Paraguay es una eterna promesa. Cada vez que se describe a nuestra nación, la mayoría de las personas coinciden en una suma de potencialidades que pueden hacer que nuestro país vaya dejando la vía del desarrollo y pase a un siguiente nivel, pero también se evidencia una gran cantidad de limitaciones y errores que nos estancan y reducen fuertemente la calidad de vida de un número importante de ciudadanos.
Muestra de ello es el actual escenario que se vive con la elevada inflación, consecuente con el incremento del precio del combustible y los alimentos. Si bien los factores que explican esta situación son, sin lugar a duda, exógenos (y supuestamente temporales, según refieren algunos expertos económicos), uno no puede ignorar que si las autoridades hubiesen hecho correctamente los deberes en su momento, los paraguayos podríamos estar viviendo un momento diferente, tal vez más lejos de la fuerte tensión que se vive por las subas de los costos.

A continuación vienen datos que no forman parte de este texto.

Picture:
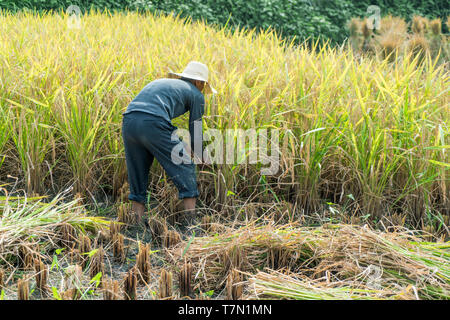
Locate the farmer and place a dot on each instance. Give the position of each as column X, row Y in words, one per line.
column 148, row 133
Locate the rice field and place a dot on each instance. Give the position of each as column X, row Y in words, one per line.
column 358, row 210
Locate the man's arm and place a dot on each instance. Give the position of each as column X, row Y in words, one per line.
column 196, row 127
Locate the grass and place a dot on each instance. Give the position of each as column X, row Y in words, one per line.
column 345, row 254
column 363, row 138
column 370, row 129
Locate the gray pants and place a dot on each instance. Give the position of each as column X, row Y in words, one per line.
column 146, row 137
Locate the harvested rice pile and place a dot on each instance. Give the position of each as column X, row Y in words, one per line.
column 338, row 261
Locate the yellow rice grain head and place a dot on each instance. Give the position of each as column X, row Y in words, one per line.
column 103, row 236
column 84, row 246
column 27, row 256
column 130, row 285
column 73, row 280
column 419, row 25
column 234, row 285
column 41, row 270
column 119, row 247
column 125, row 214
column 158, row 227
column 390, row 44
column 366, row 31
column 111, row 289
column 436, row 26
column 185, row 279
column 114, row 229
column 171, row 238
column 393, row 25
column 233, row 258
column 68, row 235
column 23, row 290
column 354, row 27
column 2, row 279
column 70, row 294
column 428, row 233
column 97, row 265
column 143, row 263
column 419, row 47
column 123, row 192
column 206, row 223
column 165, row 284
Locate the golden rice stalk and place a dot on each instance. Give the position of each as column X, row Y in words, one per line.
column 171, row 238
column 26, row 256
column 68, row 235
column 418, row 46
column 119, row 247
column 393, row 25
column 84, row 246
column 143, row 263
column 277, row 285
column 354, row 27
column 23, row 290
column 234, row 285
column 185, row 279
column 206, row 223
column 97, row 265
column 41, row 270
column 2, row 279
column 125, row 215
column 123, row 192
column 366, row 31
column 165, row 284
column 70, row 294
column 73, row 280
column 436, row 26
column 158, row 227
column 111, row 289
column 390, row 44
column 114, row 229
column 419, row 25
column 130, row 285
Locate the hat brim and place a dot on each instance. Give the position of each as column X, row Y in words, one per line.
column 208, row 87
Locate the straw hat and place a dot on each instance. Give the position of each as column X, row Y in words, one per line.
column 196, row 71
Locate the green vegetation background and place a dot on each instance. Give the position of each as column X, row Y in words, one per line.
column 301, row 18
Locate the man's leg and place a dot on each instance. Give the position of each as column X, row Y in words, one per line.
column 182, row 174
column 138, row 160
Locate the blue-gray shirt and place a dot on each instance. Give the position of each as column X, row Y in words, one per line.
column 170, row 98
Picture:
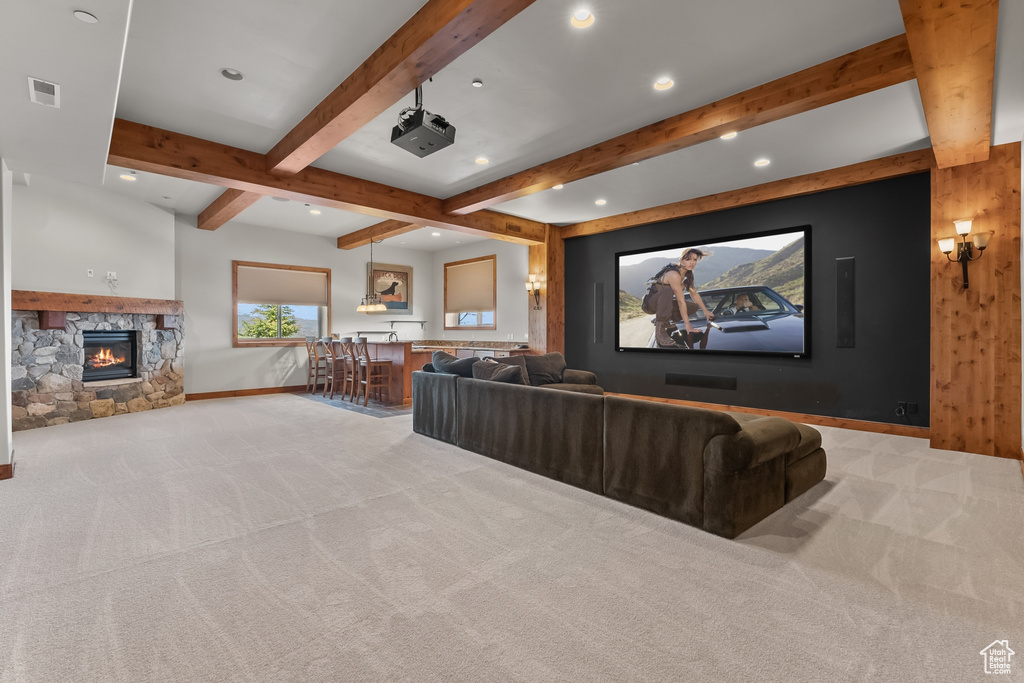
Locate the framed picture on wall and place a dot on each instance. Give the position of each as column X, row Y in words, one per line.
column 393, row 284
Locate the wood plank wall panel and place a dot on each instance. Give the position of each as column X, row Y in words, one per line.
column 26, row 300
column 547, row 327
column 976, row 333
column 844, row 423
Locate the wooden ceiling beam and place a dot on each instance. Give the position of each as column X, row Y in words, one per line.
column 866, row 70
column 435, row 36
column 227, row 206
column 153, row 150
column 388, row 228
column 952, row 45
column 869, row 171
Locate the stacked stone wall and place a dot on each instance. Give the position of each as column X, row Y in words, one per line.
column 47, row 367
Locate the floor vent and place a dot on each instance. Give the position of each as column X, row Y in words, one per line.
column 44, row 92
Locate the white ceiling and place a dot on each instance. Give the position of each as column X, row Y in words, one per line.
column 549, row 89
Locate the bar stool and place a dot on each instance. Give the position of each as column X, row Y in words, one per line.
column 317, row 365
column 373, row 374
column 347, row 364
column 335, row 367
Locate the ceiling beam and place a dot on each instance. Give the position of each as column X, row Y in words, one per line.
column 225, row 207
column 388, row 228
column 868, row 69
column 952, row 45
column 435, row 36
column 142, row 147
column 869, row 171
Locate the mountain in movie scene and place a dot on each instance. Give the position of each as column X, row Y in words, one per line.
column 633, row 279
column 781, row 270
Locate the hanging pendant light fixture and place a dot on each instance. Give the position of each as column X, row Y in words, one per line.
column 372, row 302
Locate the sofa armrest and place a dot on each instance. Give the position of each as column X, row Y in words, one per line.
column 758, row 441
column 570, row 376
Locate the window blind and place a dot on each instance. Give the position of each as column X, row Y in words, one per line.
column 469, row 287
column 280, row 286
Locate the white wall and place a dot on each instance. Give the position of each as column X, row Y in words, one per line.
column 62, row 228
column 204, row 276
column 6, row 200
column 513, row 300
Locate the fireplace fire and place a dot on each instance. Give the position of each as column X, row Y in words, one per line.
column 109, row 354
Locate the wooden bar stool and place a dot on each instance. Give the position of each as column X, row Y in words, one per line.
column 348, row 364
column 335, row 366
column 317, row 365
column 373, row 374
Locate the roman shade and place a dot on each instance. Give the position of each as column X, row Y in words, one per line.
column 469, row 286
column 282, row 286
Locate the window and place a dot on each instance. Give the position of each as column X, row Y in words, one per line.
column 469, row 294
column 280, row 305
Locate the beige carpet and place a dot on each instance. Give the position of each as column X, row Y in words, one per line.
column 279, row 539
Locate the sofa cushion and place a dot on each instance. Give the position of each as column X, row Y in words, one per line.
column 498, row 372
column 545, row 369
column 579, row 388
column 445, row 363
column 517, row 360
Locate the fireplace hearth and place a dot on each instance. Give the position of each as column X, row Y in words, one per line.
column 110, row 354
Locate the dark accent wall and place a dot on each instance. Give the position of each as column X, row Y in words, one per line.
column 884, row 225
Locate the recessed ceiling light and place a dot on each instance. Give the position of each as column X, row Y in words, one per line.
column 582, row 18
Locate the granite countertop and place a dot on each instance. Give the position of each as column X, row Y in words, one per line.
column 480, row 345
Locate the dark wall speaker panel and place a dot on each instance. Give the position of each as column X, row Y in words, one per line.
column 844, row 302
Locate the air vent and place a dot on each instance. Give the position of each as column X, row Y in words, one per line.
column 44, row 92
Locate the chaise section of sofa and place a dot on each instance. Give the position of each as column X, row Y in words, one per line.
column 434, row 406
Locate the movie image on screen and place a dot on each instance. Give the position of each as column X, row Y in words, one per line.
column 739, row 295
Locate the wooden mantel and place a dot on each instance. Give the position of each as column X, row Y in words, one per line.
column 23, row 300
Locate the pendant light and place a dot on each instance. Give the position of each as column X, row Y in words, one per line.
column 372, row 302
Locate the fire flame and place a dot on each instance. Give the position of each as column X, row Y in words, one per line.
column 103, row 358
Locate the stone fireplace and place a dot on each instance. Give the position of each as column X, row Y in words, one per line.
column 78, row 365
column 110, row 354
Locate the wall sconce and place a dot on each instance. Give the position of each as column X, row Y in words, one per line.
column 964, row 251
column 534, row 288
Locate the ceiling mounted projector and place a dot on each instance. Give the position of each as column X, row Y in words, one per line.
column 420, row 131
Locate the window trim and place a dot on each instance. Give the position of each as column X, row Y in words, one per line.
column 494, row 294
column 243, row 342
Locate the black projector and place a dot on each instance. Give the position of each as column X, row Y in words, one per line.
column 423, row 133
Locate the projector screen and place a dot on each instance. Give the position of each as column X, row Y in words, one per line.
column 745, row 294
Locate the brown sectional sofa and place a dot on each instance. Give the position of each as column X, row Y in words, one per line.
column 719, row 471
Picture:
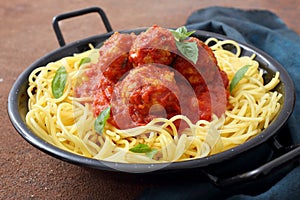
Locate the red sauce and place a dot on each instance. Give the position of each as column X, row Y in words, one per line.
column 144, row 77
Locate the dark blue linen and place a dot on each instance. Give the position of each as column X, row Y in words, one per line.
column 266, row 31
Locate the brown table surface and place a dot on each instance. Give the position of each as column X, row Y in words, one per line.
column 26, row 34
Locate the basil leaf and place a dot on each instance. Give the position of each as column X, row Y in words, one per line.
column 84, row 60
column 181, row 33
column 59, row 82
column 189, row 50
column 238, row 76
column 140, row 148
column 100, row 122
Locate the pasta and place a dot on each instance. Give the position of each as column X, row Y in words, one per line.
column 67, row 121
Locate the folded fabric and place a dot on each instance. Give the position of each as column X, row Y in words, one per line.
column 266, row 31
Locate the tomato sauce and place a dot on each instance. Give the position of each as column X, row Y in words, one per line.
column 143, row 77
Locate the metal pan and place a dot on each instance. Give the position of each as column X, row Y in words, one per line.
column 259, row 157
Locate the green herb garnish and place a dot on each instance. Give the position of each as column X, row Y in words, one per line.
column 238, row 76
column 59, row 82
column 100, row 122
column 188, row 49
column 84, row 60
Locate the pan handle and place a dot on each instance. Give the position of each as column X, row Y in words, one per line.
column 76, row 13
column 272, row 167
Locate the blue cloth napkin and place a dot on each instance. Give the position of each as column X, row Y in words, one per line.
column 266, row 31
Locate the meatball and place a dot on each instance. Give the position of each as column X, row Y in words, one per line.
column 113, row 56
column 207, row 80
column 156, row 45
column 147, row 92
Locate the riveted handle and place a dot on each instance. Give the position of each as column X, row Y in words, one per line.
column 60, row 17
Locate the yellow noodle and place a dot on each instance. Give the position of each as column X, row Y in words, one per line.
column 67, row 122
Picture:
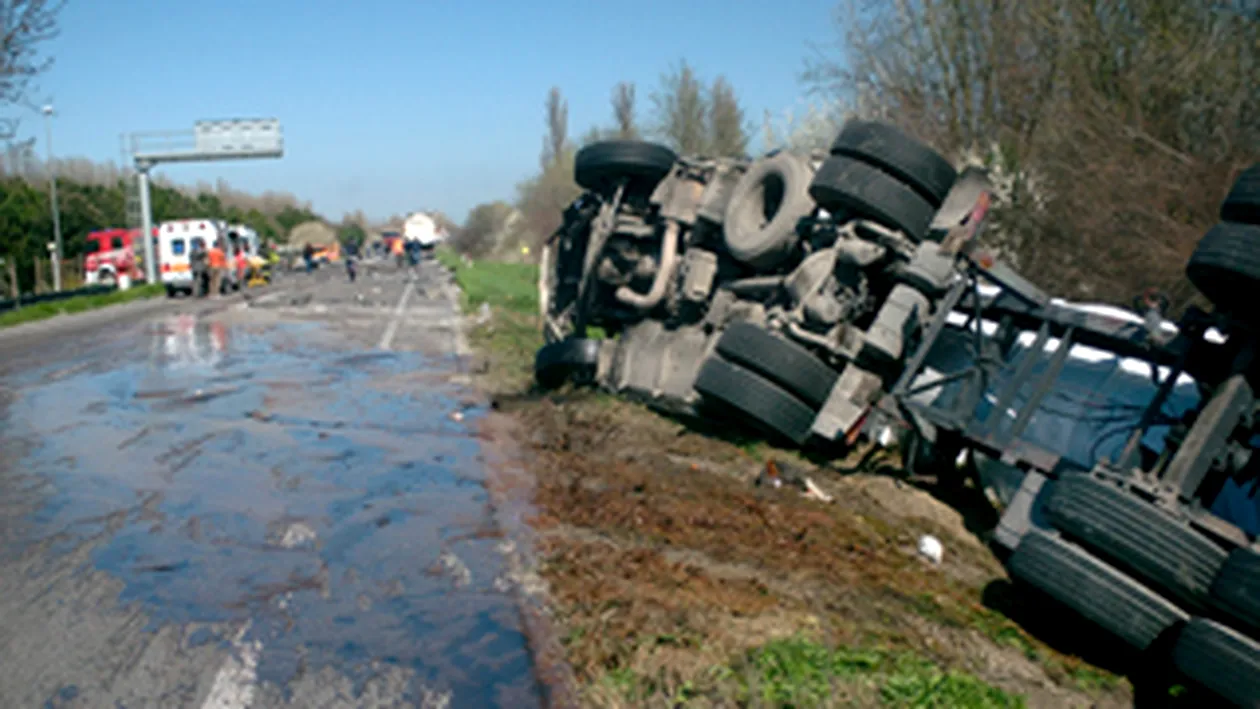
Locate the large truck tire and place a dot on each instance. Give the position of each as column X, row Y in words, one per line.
column 1093, row 588
column 785, row 363
column 1220, row 659
column 600, row 166
column 1225, row 267
column 1158, row 549
column 1242, row 203
column 756, row 398
column 847, row 184
column 1236, row 589
column 765, row 207
column 900, row 155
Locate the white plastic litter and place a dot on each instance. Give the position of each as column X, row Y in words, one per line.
column 817, row 493
column 930, row 548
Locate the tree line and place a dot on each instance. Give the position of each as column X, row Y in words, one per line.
column 27, row 218
column 1113, row 131
column 687, row 113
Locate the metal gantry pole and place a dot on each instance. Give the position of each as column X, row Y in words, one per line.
column 57, row 213
column 146, row 223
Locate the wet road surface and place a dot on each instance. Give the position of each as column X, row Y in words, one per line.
column 280, row 504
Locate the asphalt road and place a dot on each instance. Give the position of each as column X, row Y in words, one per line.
column 265, row 503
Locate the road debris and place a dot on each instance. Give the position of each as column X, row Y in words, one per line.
column 931, row 548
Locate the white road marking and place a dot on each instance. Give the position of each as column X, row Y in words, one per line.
column 237, row 680
column 392, row 329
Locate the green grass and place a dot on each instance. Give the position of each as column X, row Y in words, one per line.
column 509, row 286
column 801, row 673
column 45, row 310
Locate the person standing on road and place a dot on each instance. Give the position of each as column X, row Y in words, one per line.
column 396, row 248
column 218, row 267
column 200, row 276
column 350, row 252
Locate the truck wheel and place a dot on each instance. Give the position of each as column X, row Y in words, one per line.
column 1093, row 588
column 1137, row 537
column 1226, row 266
column 1242, row 203
column 784, row 363
column 1236, row 589
column 765, row 207
column 601, row 165
column 900, row 155
column 761, row 402
column 847, row 184
column 1220, row 659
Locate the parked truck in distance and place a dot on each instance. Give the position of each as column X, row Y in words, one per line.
column 114, row 253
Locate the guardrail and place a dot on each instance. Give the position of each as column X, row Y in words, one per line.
column 24, row 300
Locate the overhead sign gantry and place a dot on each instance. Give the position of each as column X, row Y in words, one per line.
column 233, row 139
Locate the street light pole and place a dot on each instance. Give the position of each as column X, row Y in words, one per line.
column 57, row 212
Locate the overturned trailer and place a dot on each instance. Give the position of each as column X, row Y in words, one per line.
column 785, row 291
column 1157, row 542
column 807, row 296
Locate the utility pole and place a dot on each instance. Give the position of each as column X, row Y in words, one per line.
column 57, row 213
column 146, row 222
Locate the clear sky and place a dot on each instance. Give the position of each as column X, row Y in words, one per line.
column 392, row 106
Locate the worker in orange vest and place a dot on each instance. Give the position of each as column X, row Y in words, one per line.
column 396, row 249
column 218, row 262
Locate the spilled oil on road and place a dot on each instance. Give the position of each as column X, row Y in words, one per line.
column 303, row 510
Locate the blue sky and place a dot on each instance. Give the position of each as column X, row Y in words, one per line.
column 389, row 105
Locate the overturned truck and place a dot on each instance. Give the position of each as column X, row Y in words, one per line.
column 1157, row 542
column 808, row 295
column 785, row 290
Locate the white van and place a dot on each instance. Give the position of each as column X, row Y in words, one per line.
column 175, row 241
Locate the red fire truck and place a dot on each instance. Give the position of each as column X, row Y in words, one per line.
column 112, row 253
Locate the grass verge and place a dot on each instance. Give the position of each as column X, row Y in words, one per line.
column 81, row 304
column 674, row 581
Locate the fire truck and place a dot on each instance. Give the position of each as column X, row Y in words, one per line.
column 112, row 253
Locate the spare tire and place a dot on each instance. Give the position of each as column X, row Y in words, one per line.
column 765, row 207
column 1242, row 203
column 900, row 155
column 600, row 166
column 848, row 184
column 1226, row 266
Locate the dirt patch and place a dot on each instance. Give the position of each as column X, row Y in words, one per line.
column 670, row 577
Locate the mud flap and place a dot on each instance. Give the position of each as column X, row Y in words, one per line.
column 657, row 365
column 573, row 359
column 1025, row 511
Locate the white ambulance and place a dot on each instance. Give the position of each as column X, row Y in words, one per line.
column 175, row 242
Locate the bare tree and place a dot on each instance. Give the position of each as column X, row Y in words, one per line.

El incremento de los carburantes probablemente pudo haber sido más llevadero si es que no existiese tanta dependencia en nuestro país de algo que no tenemos y nos vemos obligados a importar, a diferencia de la energía eléctrica, que producimos en cantidades significativas. Y es que, de haber concretado el lindo discurso de la movilidad eléctrica con base en la energía que nos corresponde de las binacionales, tal vez hoy estaríamos viendo una mayor cantidad de vehículos eléctricos (o híbridos) en las calles o movilizándonos en más buses movidos a energía eléctrica, minimizando considerablemente el impacto en el bolsillo de las personas.
La falta de incentivos (y de interés en otorgar estos incentivos) para la adquisición de esta clase de rodados es una muestra clara de una falta de visión y planificación, que ahora –literalmente– nos cuesta caro. Las normas vigentes vuelven extremadamente prohibitivos los autos eléctricos para el común de la gente y no los hacen lo suficientemente atractivos para los empresarios del transporte público (un sector cuyo funcionamiento efectivo y con miras a las personas requiere de un análisis aparte), lo cual nos vuelve extremadamente dependientes de los combustibles fósiles y nos convierte en una verdadera paradoja al ser un país mundialmente conocido por la producción de otro tipo de energía, que es considerada como limpia y renovable (evaluación que hacen los expertos).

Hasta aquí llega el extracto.